There was no good reason for the insurance companies to raise their rates. Because whatever changes the ACA made to the system the companies would
more than make up the difference with all the new policies they would be getting.
Sure there was a good reason: A whole slew of new drains on the pool of available money. Did anyone seriously believe that the abolishment of
pre-existing condition rules wasn't going to result in everyone else paying for those poor saps to be insured? They suddenly added millions of
Americans with very expensive ailments to treat onto the insurance logs. Since the law only allows rate discrimination against current tobacco users,
they had to come up with rates high enough that everyone would offset the expenses of the sick. That's simple economics.
Say you have 10 nonsmoking, insured people. Eight of them have "average" annual medical bills (let's say $1,000 per year, for example), One of
them will have a child in the next year (That's $25,000 minimum), and one is suffering from a major ailment (Being ridiculously conservative here,
that's $100,000 a year). That means those 10 insurance holders will account for $133,000 of medical outfalls in that calendar year. They've bucked
up the deductable for most everyone to ridiculous levels, but let's presume that each of these plans are the Silver level with a $5,000 deductable.
That leaves the insurance company to pay for $83,000, which they cover by premiums
. Divide $8,300 per insurance holder by 12 months and get
$692 a month! Under the previous system, that $100,000 a year drain wasn't placed on everyone else's shoulders.
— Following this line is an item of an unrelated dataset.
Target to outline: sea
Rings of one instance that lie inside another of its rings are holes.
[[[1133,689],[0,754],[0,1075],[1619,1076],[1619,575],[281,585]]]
Doing that math: 8 people at $1,000 a year, 1 lady bearing offspring at $25,000 a year = $33,000 for the year. Most plans had a $2,000 deductable, so
you had an insurance company covering $23,000 in a year (the 8 folks were at $1,000 actually paid all out of pocket thanks to the deductable while the
pregnant lady had to cover the full deductable) for a monthly premium of $213.
The previous system was actually a form of socialism in that everyone who was an "acceptable risk" was paying into a pot to cover their ass from
disasterous loss due to a major accident or illness. Now the system demands that risk be completely removed from the equation, guaranteeing
the presence of people who will be making massive drawdowns from the insurance system.
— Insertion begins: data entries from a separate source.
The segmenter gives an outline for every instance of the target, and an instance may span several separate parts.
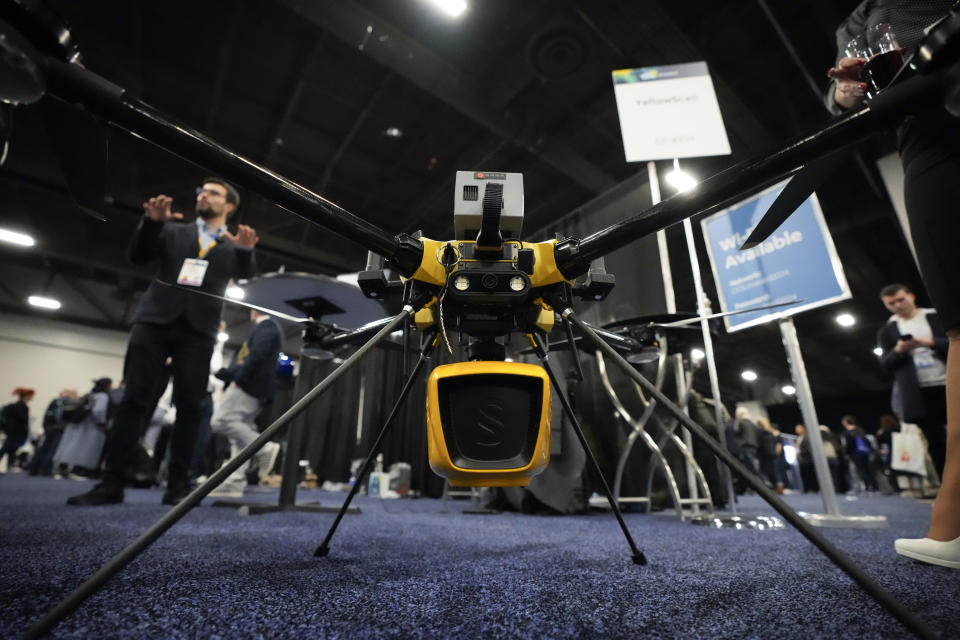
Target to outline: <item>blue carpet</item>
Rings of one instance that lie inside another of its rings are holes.
[[[0,637],[25,631],[165,513],[160,490],[67,507],[90,483],[0,477]],[[339,506],[345,494],[298,501]],[[249,499],[249,495],[248,495]],[[257,499],[276,504],[276,493]],[[822,512],[819,498],[789,495]],[[945,638],[960,637],[960,571],[896,556],[930,504],[842,497],[886,529],[825,535]],[[630,561],[613,516],[467,515],[466,501],[361,496],[327,558],[332,515],[244,516],[207,499],[55,629],[55,638],[901,638],[910,637],[792,529],[737,531],[671,512],[626,514],[650,564]],[[757,497],[741,514],[774,515]]]

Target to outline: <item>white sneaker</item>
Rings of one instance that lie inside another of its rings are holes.
[[[946,542],[930,538],[898,538],[894,541],[893,548],[907,558],[960,569],[960,537]]]
[[[243,485],[239,482],[234,483],[226,480],[207,495],[211,498],[242,498]]]
[[[254,454],[253,460],[257,465],[260,482],[263,482],[263,479],[270,475],[270,472],[273,470],[273,465],[277,461],[278,453],[280,453],[280,445],[276,442],[268,442],[263,445],[260,451]]]

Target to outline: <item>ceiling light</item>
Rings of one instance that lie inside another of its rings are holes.
[[[456,18],[467,10],[467,0],[430,0],[430,4],[451,18]]]
[[[243,296],[246,295],[240,287],[227,287],[228,298],[233,298],[234,300],[243,300]]]
[[[9,229],[0,229],[0,241],[20,245],[21,247],[32,247],[36,244],[31,236],[25,233],[10,231]]]
[[[785,396],[792,396],[797,392],[797,388],[792,384],[785,384],[780,387],[780,391],[782,391]]]
[[[383,135],[388,136],[390,138],[399,138],[400,136],[403,135],[403,131],[401,131],[397,127],[387,127],[384,130]]]
[[[740,372],[740,377],[746,380],[747,382],[753,382],[757,379],[757,372],[751,371],[750,369],[744,369]]]
[[[230,334],[226,331],[221,331],[217,334],[217,342],[226,342],[230,339]]]
[[[841,327],[852,327],[857,324],[857,320],[849,313],[841,313],[837,316],[837,324]]]
[[[683,193],[684,191],[690,191],[695,186],[697,186],[697,179],[691,176],[686,171],[681,171],[680,169],[674,169],[666,175],[667,184],[676,189],[677,191]]]
[[[707,354],[703,352],[703,349],[691,349],[690,350],[690,359],[691,360],[703,360],[707,357]]]
[[[54,300],[53,298],[44,298],[43,296],[30,296],[27,298],[27,302],[32,304],[35,307],[41,307],[43,309],[59,309],[60,301]]]
[[[881,349],[880,347],[874,347],[874,349],[873,349],[873,355],[878,356],[878,357],[879,357],[879,356],[882,356],[882,355],[883,355],[883,349]]]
OF FREAKING COURSE THE RATES WERE GOING TO SKYROCKET!!! This isn't a fantasy world and the insurance COMPANIES aren't there to make Americans have
warm fuzzies and feel all snuggly inside, they're there to fill a need and make a profit while doing so. On top of all of this, how in the blue hell
would this failure not be even more complete if the individual mandate was removed from the equation? Guess what? Most of the country would still be
uninsured by choice
because only a damn fool is going to sign up for something that expensive while personally healthy themselves, just to
cover the asses of a bunch of ill healthed people they don't even know. Without the mandate, but with the law preventing pre-existing condition
discrimination, everyone would do the smart thing and not purchase a plan until they got sick... which would mean you'd have all 10 of the people
above drawing a hundred thousand bucks a year from the system and the whole damn thing would implode on itself.
The ACA is broken and doesn't make economic sense. It is intrusive on individual liberty and it is unrepairable. ABOLISH IT!